Op steeds meer terreinen hebben melkveehouders te maken met duurzaamheid, los van wat precies onder duurzaam wordt verstaan. Overheid en bedrijfsleven stimuleren ondernemers daarbij om stappen te zetten die vaak een maatschappelijk gewenste oorsprong hebben.

Grofweg kan duurzaamheid op drie manieren worden bekeken, die elk op een andere manier impact hebben op de kosten en/of opbrengsten. De eerste is efficiënt produceren. Dat geldt bijvoorbeeld voor een hoge voerefficiëntie, lange levensduur of minder jongvee op het bedrijf. De twee optie is extra verdiensten uit de markt halen, zoals een toeslag op de melkprijs of verkopen van carbon credits. Dan is er nog een beloning vanuit de maatschappij mogelijk. Denk aan beheersvergoedingen, de eco-regeling vanuit het GLB en rentevoordeel van banken. Ook worden vaker door overheden en instanties voorwaarden op het gebied van duurzaamheid gesteld om ergens gebruik van te kunnen maken. Bijvoorbeeld bij pacht van provinciegronden, erfpachtfinanciering of bij de regeling Vestigingssteun voor jonge landbouwers.

Voor deel makkelijk in te vullen

Ondernemers mogen bij duurzame maatregelen en investeringen de economie niet vergeten. Die link was er altijd al, ziet Pierre Berntsen, directeur agrarische bedrijven bij ABN Amro: “In het verleden waren maatregelen vooral gericht op efficiëntere productie, kwaliteitsverbetering, koegezondheid, arbeidsverlichting en hogere opbrengsten. Veel daarvan kun je al scharen onder verduurzaming die ook financieel voordeel oplevert.” Dat geldt ook voor investeringen in zonnepanelen en warmteterugwinning. Zodoende draait Berntsen het om: “Veel investeringen in duurzaamheid hadden en hebben hun oorsprong in economisch rendement.”

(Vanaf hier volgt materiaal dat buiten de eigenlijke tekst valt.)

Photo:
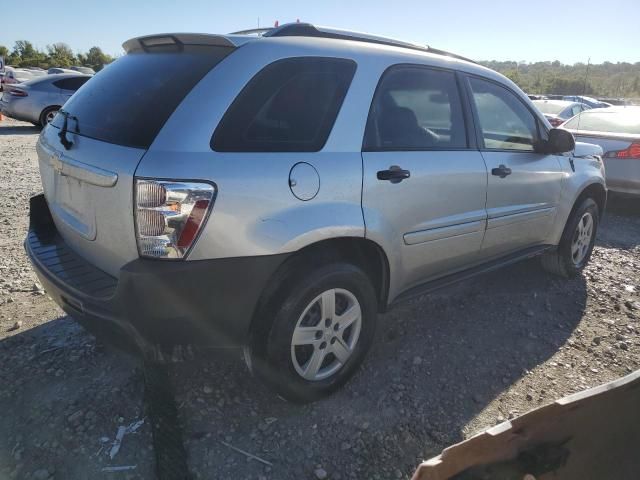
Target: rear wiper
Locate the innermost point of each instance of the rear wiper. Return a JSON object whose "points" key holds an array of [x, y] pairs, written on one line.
{"points": [[66, 143]]}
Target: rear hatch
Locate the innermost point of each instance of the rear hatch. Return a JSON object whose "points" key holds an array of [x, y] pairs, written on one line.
{"points": [[110, 123]]}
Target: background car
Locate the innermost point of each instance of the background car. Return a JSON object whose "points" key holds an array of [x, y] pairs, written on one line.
{"points": [[53, 70], [591, 102], [559, 111], [617, 131], [38, 100], [14, 76]]}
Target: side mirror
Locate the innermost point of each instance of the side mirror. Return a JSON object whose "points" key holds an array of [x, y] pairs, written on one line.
{"points": [[560, 141]]}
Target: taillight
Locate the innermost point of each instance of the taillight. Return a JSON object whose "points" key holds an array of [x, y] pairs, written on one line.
{"points": [[633, 151], [170, 215]]}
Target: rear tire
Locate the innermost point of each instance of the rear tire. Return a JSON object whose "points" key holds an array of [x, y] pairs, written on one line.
{"points": [[576, 245], [300, 349], [47, 115]]}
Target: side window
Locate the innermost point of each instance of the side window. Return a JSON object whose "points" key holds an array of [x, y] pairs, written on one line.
{"points": [[505, 123], [415, 108], [289, 106], [73, 83]]}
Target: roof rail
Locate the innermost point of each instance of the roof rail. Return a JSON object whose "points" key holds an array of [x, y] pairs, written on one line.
{"points": [[252, 31], [308, 30]]}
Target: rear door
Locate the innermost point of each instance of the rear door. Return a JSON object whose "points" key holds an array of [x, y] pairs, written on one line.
{"points": [[424, 187], [110, 124], [523, 186]]}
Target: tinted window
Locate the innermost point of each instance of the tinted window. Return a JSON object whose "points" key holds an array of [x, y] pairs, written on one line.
{"points": [[129, 101], [72, 83], [416, 109], [625, 121], [289, 106], [505, 122]]}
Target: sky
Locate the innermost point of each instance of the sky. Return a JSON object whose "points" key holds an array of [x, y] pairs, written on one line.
{"points": [[573, 31]]}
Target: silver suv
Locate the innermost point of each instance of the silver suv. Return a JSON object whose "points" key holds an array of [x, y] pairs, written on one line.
{"points": [[277, 191]]}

Dat wordt anders met de komst van bonussen. Geraadpleegde sectordeskundigen geven aan dat deze eerder een vergoeding zijn voor gemaakte kosten of gederfde opbrengsten dan echt een beloning. Bovendien is het voor een deel van de bedrijven gemakkelijk in te vullen zonder er veel voor te hoeven doen, zoals groene diensten voor extensieve bedrijven.

Rinus Wientjens, adviseur melkveehouderij bij Flynth, merkt dat extra’s geld op kunnen leveren, maar een veehouder dat wel goed moet doen. Hij haalt het voorbeeld aan van beweiding waarbij niet iedereen de financiële voordelen pakt als de koeien zelf onvoldoende gras ophalen. “Ondanks een weidepremie kan weidegang in die gevallen geld kosten.” Iets soortgelijks geldt bij het nemen van maatregelen voor de eco-regeling. “Dus er liggen kansen om te verdienen aan duurzaamheid, maar het hangt er sterk vanaf welke keuzes daarin te maken en hoe je het dan doet.” Flynth heeft een duurzaamheidsrapport ontwikkeld om veehouders meer grip te geven op duurzame keuzes (zie kader Flynth introduceert duurzaamheidsrapport).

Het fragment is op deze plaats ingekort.